J.S.Bach (1685-1750) completeerde zijn H-moll Messe tegen het einde van zijn leven, maar delen er van had hij veel eerder geschreven, of waren omwerkingen van eerder gebruikte stukken. Zo was het Sanctus al een kwart eeuw eerder geschreven en uitgevoerd. Het Kyrie en Gloria gebruikte Bach voor de bovengenoemde sollicitatie in Dresden in 1733. Het aangrijpende Crucifixus is 35 jaar eerder ontstaan, tóen als openingskoor voor de cantate BWV 12, genaamd Weinen, Klagen, Sorgen, Zagen. Voor het voorspel van de beroemde alt-aria Agnus Dei heeft Bach het thema gebruikt van een alt-aria uit cantate BWV 11. De recycling van eigen werk was (en is) bij componisten niet ongebruikelijk. Bij Bach leidt het nooit tot een goedkope ratjetoe van materiaal. In tegendeel, de Hohe Messe is een grootse en meeslepende eenheid, waarin de zeer contrasterende delen de oren gespitst houden.
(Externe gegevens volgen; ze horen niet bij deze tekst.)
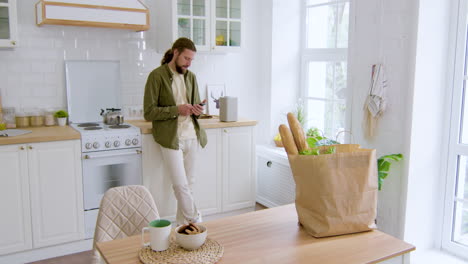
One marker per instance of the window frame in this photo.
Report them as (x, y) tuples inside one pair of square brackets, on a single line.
[(458, 86), (325, 55)]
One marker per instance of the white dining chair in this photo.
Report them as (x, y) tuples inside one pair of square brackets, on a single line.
[(123, 212)]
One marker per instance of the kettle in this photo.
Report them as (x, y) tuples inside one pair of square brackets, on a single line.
[(112, 116)]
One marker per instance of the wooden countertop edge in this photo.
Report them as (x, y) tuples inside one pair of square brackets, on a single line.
[(146, 127), (42, 134)]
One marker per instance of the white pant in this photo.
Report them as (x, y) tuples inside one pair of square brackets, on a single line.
[(181, 167)]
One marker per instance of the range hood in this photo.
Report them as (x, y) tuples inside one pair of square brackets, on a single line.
[(124, 14)]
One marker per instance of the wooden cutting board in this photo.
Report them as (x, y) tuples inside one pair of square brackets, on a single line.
[(13, 132)]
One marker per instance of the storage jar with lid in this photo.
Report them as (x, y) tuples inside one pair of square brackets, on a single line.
[(22, 119), (9, 117), (49, 118), (36, 118)]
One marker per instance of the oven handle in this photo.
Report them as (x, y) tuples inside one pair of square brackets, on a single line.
[(133, 152)]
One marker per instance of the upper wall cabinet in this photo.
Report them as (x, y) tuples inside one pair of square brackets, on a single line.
[(124, 14), (213, 25), (8, 23)]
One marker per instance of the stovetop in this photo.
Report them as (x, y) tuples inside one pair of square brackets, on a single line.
[(100, 127), (98, 136)]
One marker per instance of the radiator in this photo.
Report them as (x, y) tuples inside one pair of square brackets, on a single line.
[(275, 183)]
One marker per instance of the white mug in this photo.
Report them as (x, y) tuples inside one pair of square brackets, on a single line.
[(160, 231)]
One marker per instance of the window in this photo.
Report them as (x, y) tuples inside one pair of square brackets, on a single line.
[(455, 235), (324, 64)]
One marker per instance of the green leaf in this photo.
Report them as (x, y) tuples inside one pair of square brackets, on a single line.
[(314, 151), (383, 166), (326, 142)]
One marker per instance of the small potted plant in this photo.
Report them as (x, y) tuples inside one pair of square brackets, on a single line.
[(61, 116)]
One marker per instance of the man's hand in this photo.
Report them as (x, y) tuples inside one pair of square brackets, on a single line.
[(185, 109), (198, 108)]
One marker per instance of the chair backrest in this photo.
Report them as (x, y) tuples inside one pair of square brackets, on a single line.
[(123, 212)]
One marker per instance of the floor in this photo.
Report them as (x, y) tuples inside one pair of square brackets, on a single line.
[(87, 256)]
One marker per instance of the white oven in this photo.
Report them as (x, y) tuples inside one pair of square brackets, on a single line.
[(103, 170), (111, 154)]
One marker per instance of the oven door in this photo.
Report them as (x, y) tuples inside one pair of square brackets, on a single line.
[(106, 169)]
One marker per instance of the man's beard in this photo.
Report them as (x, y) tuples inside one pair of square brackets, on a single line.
[(179, 69)]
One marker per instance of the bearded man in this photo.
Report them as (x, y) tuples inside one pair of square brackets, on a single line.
[(172, 103)]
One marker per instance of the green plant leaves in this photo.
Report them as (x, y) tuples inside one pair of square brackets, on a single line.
[(383, 166)]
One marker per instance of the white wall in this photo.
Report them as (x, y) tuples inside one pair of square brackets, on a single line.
[(425, 184), (285, 61), (383, 33), (32, 74)]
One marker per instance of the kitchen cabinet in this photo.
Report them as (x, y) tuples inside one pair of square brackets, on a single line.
[(8, 23), (225, 178), (213, 25), (14, 203), (43, 195), (238, 168)]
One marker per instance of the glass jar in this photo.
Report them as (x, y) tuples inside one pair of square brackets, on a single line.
[(9, 117), (36, 118), (22, 120), (49, 118)]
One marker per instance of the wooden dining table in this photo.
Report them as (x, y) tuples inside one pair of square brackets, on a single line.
[(274, 236)]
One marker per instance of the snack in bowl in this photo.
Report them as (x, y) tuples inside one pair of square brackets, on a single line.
[(191, 236)]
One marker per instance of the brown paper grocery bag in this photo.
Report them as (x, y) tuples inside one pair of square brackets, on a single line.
[(336, 193)]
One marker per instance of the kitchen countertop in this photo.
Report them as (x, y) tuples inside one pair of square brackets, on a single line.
[(42, 134), (58, 133), (146, 126)]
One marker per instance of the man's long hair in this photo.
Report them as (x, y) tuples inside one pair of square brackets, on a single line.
[(180, 44)]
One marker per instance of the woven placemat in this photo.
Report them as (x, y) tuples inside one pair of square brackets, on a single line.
[(209, 253)]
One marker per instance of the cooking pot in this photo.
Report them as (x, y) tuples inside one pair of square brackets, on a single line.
[(112, 116)]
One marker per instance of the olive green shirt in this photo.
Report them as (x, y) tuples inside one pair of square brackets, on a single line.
[(160, 107)]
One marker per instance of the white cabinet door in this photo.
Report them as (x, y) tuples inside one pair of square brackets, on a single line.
[(208, 181), (8, 23), (56, 192), (238, 168), (226, 25), (15, 224), (213, 25)]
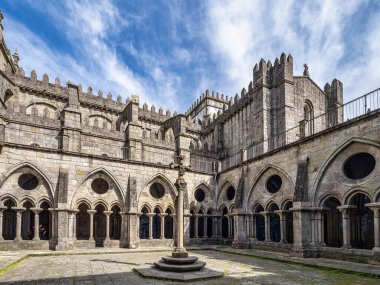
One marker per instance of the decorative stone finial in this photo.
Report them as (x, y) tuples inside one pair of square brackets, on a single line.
[(306, 70)]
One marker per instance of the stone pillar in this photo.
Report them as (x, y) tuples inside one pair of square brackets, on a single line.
[(303, 246), (36, 212), (267, 225), (151, 215), (18, 222), (346, 209), (2, 208), (204, 226), (74, 231), (375, 207), (107, 213), (196, 226), (91, 212), (162, 216), (282, 215)]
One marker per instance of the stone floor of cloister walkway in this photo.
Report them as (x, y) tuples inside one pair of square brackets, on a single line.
[(116, 267)]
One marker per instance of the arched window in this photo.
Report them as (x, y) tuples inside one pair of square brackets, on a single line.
[(201, 224), (9, 220), (289, 222), (225, 223), (100, 225), (144, 224), (156, 224), (27, 222), (308, 116), (115, 223), (361, 222), (333, 229), (260, 224), (168, 220), (274, 220), (83, 222)]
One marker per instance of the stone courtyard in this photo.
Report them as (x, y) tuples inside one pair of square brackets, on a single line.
[(117, 268)]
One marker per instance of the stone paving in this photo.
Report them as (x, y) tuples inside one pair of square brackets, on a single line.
[(117, 268)]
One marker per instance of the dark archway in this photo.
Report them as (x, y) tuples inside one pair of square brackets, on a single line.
[(144, 224), (192, 224), (260, 224), (115, 223), (100, 225), (209, 224), (224, 223), (362, 234), (83, 222), (200, 224), (289, 222), (156, 224), (9, 220), (168, 220), (45, 222), (333, 227), (27, 222), (274, 221)]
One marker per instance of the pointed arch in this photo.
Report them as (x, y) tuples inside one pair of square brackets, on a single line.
[(331, 158), (261, 173), (20, 165), (161, 176), (225, 182)]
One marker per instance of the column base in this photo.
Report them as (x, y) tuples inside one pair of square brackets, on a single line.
[(180, 253)]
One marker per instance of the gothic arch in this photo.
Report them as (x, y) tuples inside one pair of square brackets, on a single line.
[(332, 157), (259, 176)]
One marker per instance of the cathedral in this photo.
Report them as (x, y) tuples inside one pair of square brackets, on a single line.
[(284, 165)]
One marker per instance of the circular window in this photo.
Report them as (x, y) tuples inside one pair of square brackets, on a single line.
[(99, 185), (199, 195), (28, 181), (230, 193), (359, 165), (157, 190), (274, 183)]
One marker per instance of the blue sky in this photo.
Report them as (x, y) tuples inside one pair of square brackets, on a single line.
[(169, 52)]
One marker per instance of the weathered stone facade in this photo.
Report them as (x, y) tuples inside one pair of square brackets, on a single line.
[(272, 167)]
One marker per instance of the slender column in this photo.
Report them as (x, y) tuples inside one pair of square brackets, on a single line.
[(282, 215), (162, 216), (196, 235), (345, 209), (151, 215), (267, 225), (74, 230), (205, 226), (375, 207), (91, 212), (107, 213), (2, 208), (36, 212), (18, 222)]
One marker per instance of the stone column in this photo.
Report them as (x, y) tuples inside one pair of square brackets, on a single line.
[(91, 212), (346, 209), (205, 226), (282, 215), (375, 207), (162, 216), (18, 222), (107, 213), (36, 212), (196, 226), (151, 215), (267, 225), (2, 208), (74, 231)]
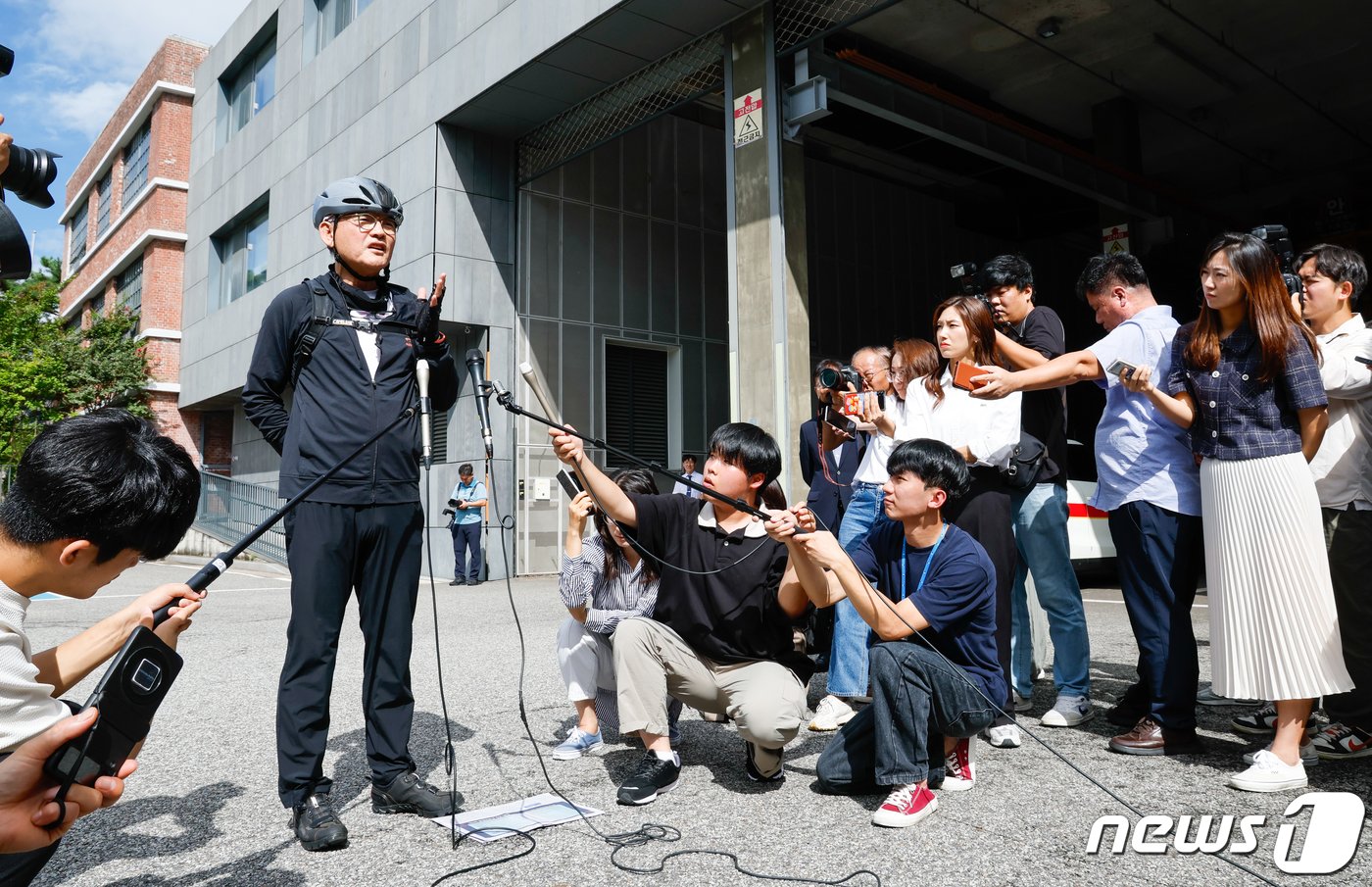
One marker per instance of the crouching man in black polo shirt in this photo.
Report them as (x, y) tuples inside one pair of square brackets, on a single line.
[(720, 634), (933, 691)]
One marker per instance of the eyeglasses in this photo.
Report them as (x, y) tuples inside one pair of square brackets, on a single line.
[(368, 222)]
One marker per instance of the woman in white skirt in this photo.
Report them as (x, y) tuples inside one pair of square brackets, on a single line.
[(603, 582), (1245, 382)]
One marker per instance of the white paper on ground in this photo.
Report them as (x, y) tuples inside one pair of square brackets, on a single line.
[(525, 814)]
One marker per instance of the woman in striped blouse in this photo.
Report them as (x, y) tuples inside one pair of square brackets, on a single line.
[(604, 581)]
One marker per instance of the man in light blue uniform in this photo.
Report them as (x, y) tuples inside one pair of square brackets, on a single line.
[(1149, 483), (466, 502)]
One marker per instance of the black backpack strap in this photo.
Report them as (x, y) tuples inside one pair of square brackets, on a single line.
[(322, 318)]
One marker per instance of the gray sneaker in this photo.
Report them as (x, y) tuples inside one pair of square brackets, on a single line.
[(1069, 712)]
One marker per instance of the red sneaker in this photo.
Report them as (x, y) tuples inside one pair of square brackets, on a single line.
[(959, 770), (905, 807)]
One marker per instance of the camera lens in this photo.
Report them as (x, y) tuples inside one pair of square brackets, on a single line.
[(29, 174)]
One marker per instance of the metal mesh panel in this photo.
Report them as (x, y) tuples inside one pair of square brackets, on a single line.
[(683, 75), (802, 21)]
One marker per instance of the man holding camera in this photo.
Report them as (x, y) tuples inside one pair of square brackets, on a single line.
[(1149, 483), (926, 588), (466, 506), (1029, 335), (347, 342)]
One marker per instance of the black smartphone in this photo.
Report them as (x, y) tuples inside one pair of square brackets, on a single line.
[(839, 420), (127, 696), (569, 483)]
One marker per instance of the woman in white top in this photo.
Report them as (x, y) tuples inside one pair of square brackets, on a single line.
[(984, 432), (603, 582)]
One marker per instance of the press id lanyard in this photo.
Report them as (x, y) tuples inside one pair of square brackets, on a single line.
[(905, 562)]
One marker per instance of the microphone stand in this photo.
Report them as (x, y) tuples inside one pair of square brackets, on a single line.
[(215, 568), (507, 400)]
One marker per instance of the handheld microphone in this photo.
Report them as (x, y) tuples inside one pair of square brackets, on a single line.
[(421, 373), (476, 367)]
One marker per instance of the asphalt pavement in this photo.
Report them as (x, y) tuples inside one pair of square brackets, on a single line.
[(202, 809)]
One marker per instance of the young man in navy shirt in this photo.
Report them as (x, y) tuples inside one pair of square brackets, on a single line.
[(935, 668)]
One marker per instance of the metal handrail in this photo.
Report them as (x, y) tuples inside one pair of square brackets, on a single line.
[(229, 510)]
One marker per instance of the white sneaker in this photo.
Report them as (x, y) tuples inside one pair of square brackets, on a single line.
[(1004, 735), (959, 767), (1269, 773), (1069, 712), (830, 715), (1309, 754)]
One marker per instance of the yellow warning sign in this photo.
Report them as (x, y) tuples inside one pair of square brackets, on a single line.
[(1114, 239), (748, 119)]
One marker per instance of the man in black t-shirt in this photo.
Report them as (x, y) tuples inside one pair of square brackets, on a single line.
[(935, 671), (1029, 335), (720, 634)]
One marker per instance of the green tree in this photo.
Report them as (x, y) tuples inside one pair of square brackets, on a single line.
[(48, 372)]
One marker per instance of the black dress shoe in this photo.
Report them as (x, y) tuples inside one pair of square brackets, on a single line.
[(409, 794), (318, 825)]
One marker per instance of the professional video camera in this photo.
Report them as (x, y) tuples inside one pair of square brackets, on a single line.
[(1279, 242), (969, 280), (29, 173)]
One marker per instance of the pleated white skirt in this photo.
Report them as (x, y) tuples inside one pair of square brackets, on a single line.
[(1273, 630)]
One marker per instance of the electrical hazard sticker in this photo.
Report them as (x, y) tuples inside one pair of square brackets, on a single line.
[(748, 119)]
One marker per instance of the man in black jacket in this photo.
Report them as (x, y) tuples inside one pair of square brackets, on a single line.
[(347, 343)]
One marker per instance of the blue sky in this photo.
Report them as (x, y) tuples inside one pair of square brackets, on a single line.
[(74, 62)]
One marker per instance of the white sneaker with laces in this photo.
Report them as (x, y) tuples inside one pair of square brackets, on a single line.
[(830, 715), (1309, 754), (1004, 735), (959, 767), (1069, 712), (1269, 773)]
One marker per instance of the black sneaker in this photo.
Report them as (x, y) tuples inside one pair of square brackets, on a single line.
[(652, 777), (409, 794), (318, 825), (763, 765)]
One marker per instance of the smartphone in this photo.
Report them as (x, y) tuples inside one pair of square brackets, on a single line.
[(839, 420), (963, 375), (1121, 369), (127, 696), (569, 483)]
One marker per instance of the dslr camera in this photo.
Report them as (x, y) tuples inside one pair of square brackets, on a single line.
[(29, 174), (1279, 240)]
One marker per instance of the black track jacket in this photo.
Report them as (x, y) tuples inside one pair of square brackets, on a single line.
[(338, 405)]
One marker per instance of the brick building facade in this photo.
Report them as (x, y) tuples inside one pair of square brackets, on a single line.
[(125, 235)]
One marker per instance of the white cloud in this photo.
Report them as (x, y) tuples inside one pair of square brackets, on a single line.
[(85, 110)]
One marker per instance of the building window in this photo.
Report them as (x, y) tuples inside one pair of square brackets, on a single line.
[(136, 163), (105, 195), (78, 232), (251, 86), (325, 20), (129, 284), (242, 250), (635, 403)]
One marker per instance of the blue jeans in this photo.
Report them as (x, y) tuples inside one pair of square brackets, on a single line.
[(466, 540), (848, 654), (1042, 540), (1159, 557), (916, 699)]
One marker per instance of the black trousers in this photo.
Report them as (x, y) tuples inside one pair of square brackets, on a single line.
[(987, 516), (335, 551), (1159, 557)]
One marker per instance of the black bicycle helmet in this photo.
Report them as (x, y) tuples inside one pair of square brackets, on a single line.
[(357, 195)]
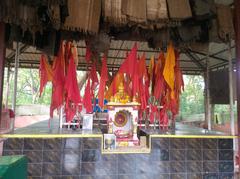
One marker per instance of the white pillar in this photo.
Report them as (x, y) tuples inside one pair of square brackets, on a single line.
[(231, 98), (207, 98), (15, 77), (7, 86)]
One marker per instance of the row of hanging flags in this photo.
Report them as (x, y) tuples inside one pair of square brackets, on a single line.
[(158, 85)]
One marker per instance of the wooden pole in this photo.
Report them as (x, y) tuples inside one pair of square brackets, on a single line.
[(237, 31), (15, 77), (7, 86), (231, 98), (207, 96), (2, 62)]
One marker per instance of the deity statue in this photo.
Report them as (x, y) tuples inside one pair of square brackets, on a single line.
[(120, 96)]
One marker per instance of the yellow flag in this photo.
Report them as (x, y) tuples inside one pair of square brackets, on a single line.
[(151, 67), (168, 71)]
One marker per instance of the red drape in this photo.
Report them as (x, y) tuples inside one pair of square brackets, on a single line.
[(103, 79)]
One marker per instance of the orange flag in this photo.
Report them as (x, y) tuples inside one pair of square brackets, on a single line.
[(93, 76), (103, 79), (159, 85), (71, 85), (45, 73), (142, 66), (57, 86), (113, 87), (72, 91), (168, 71), (128, 65), (151, 67), (87, 99)]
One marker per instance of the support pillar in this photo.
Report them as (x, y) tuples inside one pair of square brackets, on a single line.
[(207, 97), (15, 77), (7, 86), (2, 62), (231, 97), (237, 31)]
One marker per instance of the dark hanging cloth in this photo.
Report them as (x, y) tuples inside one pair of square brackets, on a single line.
[(135, 10), (84, 16), (203, 9), (225, 22), (189, 33), (179, 9), (219, 88), (112, 12)]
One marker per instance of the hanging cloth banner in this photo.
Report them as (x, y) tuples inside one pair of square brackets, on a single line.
[(87, 99), (168, 71), (45, 73), (58, 80), (103, 79), (93, 76)]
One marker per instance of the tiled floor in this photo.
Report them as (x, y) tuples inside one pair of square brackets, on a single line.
[(82, 158)]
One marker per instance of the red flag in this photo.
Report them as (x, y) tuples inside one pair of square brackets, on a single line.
[(160, 83), (45, 73), (103, 79), (88, 54), (71, 84), (163, 117), (87, 100), (153, 110), (93, 76), (142, 66), (57, 85), (135, 80), (128, 65), (72, 91)]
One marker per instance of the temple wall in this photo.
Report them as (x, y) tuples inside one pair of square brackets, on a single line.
[(170, 158)]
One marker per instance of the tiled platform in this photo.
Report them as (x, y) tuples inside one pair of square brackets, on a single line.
[(63, 158)]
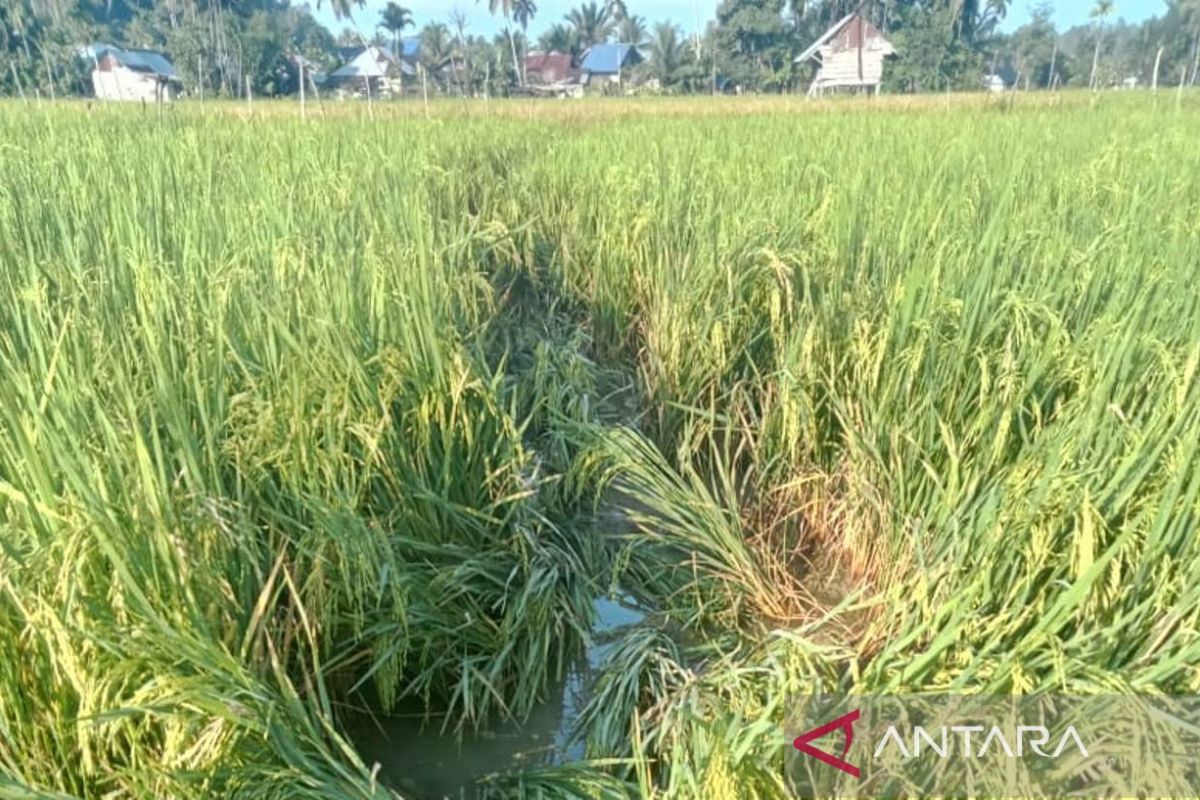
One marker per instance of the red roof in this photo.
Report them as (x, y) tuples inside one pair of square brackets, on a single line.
[(549, 67)]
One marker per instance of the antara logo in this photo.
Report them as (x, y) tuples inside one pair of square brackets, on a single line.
[(1029, 739), (845, 722)]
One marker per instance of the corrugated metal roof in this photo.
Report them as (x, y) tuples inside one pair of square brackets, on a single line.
[(142, 60), (549, 67), (149, 61), (371, 62), (607, 59), (852, 36)]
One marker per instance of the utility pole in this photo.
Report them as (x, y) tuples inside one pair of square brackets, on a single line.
[(300, 64)]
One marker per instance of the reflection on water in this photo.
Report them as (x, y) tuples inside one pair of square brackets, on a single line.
[(418, 761)]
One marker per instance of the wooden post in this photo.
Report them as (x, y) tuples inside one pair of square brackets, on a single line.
[(300, 64), (425, 91), (1053, 78), (49, 73), (16, 79)]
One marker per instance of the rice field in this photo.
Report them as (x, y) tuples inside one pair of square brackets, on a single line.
[(310, 419)]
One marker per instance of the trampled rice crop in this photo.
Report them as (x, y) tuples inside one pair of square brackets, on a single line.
[(301, 416)]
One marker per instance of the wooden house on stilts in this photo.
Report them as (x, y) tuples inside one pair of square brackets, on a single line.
[(849, 56)]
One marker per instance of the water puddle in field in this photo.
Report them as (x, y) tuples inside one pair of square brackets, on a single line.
[(415, 759)]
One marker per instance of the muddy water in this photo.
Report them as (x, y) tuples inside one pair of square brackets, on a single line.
[(419, 762)]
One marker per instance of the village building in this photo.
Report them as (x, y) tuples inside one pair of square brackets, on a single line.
[(553, 67), (131, 76), (849, 56), (607, 62), (371, 71)]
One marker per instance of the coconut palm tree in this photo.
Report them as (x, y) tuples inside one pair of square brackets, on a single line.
[(631, 30), (559, 37), (395, 19), (1101, 11), (505, 7), (523, 12), (592, 23), (667, 52)]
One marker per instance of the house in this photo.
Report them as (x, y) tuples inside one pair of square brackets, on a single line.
[(409, 50), (131, 76), (553, 67), (606, 62), (849, 55), (370, 70)]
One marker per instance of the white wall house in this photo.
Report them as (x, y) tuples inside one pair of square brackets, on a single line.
[(131, 76), (849, 56)]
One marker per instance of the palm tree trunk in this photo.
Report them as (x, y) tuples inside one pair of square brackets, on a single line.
[(1195, 56), (513, 46)]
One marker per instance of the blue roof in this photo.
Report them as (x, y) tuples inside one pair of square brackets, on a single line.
[(607, 59), (142, 60)]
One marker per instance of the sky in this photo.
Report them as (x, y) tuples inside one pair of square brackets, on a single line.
[(684, 12)]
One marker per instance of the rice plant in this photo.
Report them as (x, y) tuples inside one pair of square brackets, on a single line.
[(301, 415)]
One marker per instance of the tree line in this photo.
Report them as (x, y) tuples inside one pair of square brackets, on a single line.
[(942, 44)]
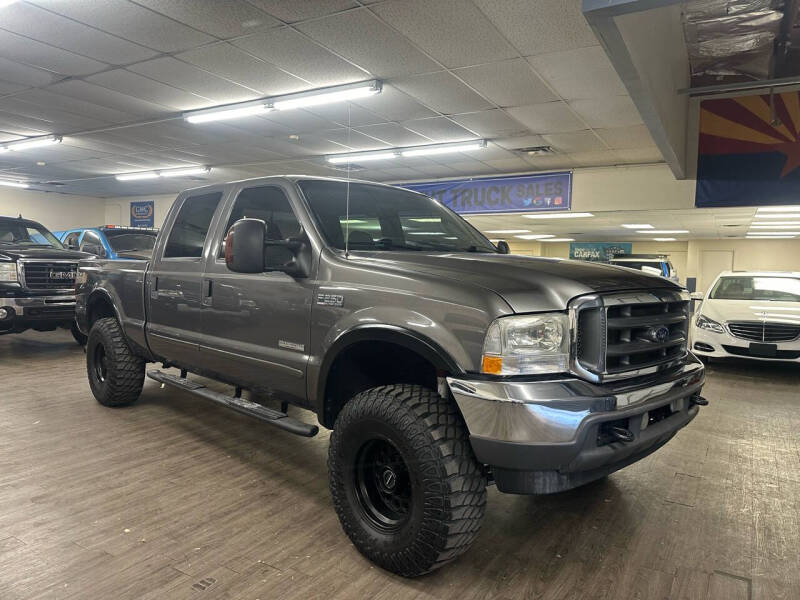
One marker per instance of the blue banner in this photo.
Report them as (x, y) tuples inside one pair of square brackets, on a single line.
[(143, 213), (527, 193), (598, 251)]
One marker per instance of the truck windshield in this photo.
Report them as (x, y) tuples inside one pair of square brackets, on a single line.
[(14, 232), (387, 218), (779, 289)]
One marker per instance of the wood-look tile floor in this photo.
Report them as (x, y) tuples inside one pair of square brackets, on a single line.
[(174, 498)]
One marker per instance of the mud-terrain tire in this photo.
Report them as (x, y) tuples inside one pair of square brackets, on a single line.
[(116, 374), (77, 334), (405, 483)]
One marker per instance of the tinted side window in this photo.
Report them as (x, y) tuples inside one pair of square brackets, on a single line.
[(191, 226), (270, 205)]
De vier eerste maten van nummer 1 zijn een imposante en statige opening, die gevolgd wordt door een opbouw van klein naar groot. Zulke stapsgewijze ontwikkeling horen we ook in andere koren, b.v. Gratias. Et in carnatus est en Dona nobis pacem. Daarentegen wordt van het begin af groots uitgepakt in de koren Gloria in excelsis, Cum Sancto Spiritu, Sanctus en Osanna.

De aria’s en duetten zijn bijna altijd intieme intermezzi. Soms spelen de violen slechts een eenstemmige melodie, zoals in het duet Christe eleison en de alt-aria Agnus Dei. Vaak speelt naast de zanger een ‘obligaat’ solo-instrument, zoals in de alt-aria Laudamus te, de bas-aria’s Quoniam en Et in Spiritum of de tenor-aria Benedictus, waarin fluit en zanger op verstilde wijze het slot voorbereiden.

Uitvoeringspraktijk

Omdat Bach zelf de Hohe Messe nooit als geheel heeft uitgevoerd, kunnen we niet af gaan op gegevens over aantallen uitvoerders. Er is geëxperimenteerd met een minimalistische benadering: één zanger voor elke koorpartij en één speler voor iedere orkest-sectie. Dat werkt soms goed bij kleinschalige cantates en instrumentale concerten. Maar de Hohe Messe en ook de passionen van Bach vragen door hun structuur om de contrasten van klein tot groot en omgekeerd. Het is bekend dat Bach zelf voor zulke werken streefde naar een grotere bezetting dan hij doorgaans ter beschikking had.

In de jaren zestig en zeventig van de vorige eeuw hebben gespecialiseerde ensembles en solisten het initiatief genomen voor ‘authentieke’ uitvoeringen van barok-muziek. Langzaam aan heeft dit geleid tot een algeheel stijlbesef, ook bij niet-specialisten en bij orkesten die op ‘moderne’ instrumenten spelen. Daardoor zijn de tempi nu minder slepend, is de samenklank doorzichtiger en is de ritmiek meer genuanceerd. Zangers letten meer op het woord en zijn expressie; spelers zijn zich bewust van de ‘affecten’ (gestandaardiseerde expressie) in hun melodische wendingen.

Max van Egmond
(Litteratuur o.m. Archief American Bach Soloists, San Francisco.)